Once the students are ready, going back to the audio note they record themselves doing exercise 4. They can then listen back and assess their own performance. You can help, guide and point them in the right direction before asking them to do the task for a third time (again recording) to note improvements.
There you go, a lesson using a digital coursebook. Not too dissimilar to what you’ve done before the digitalization is it? But before the naysayers pipe up, look at what the digital coursebook added. First of all the material was in one place so no need for extra audio equipment or finding a way to project large images to work in plenary. We added the ability for the students to record themselves, we didn’t have to control audio so they could work at their own pace. As a teacher I could work specifically with those that needed extra help while others could get on with a task. We still did group and pair work and we still got to do some good old-fashioned drilling.
Hopefully by now you’re getting into the swing of using the tablet. There are some obvious digital follow ups. By that I mean activities we can give the students as extension activities, just as you would do when using a paper-based coursebook. Obviously you can choose the ones that best suit your class but here are a couple of things to get you started.

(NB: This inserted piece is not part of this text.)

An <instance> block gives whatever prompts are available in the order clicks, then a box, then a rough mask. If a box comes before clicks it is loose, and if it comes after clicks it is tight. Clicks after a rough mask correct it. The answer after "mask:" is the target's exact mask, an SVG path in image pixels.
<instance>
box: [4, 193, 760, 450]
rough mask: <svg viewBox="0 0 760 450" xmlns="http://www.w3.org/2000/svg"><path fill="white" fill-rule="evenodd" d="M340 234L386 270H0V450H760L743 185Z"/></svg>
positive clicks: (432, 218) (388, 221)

As a class follow up for vocabulary I use the Socrative app to create a nationality or language quiz. The students can then play the team game. (When you download the app look through what it can do). You will see a game called space race. This makes for a fun way to end the lesson and review the lexis of the lesson. By connecting to Socrative through their tablets they are automatically playing in teams which provides a different interaction to those already used in the lesson. If you are new to Socrative, note that there are two apps: one for the teacher and one for students. After creating an account, you log in to the teacher version to create and run the game. The students join in on the student version of the app.
Homework will be getting the students to use an app such as fotobabble to create their own photo as per the examples on page thirty-six. They take a selfie and then use the language of the lesson to talk about themselves. Here that task not only uses the coursebook as the impetus but also because students have to record their audio (for other students) it gives a communicative focus to the language revision. If students cannot take their tablet home, they can do this on their mobile phones or computer. Alternatively, another task is to get the students to take photos of things of different origins e.g. An English dictionary, Italian food. If you set this for homework, students come to the next lesson with photos that not only revise the language of the lesson but sets up the next lesson perfectly!
Right, there’s a lot for you to get trying out. Feel free to leave me a comment saying what worked or didn’t.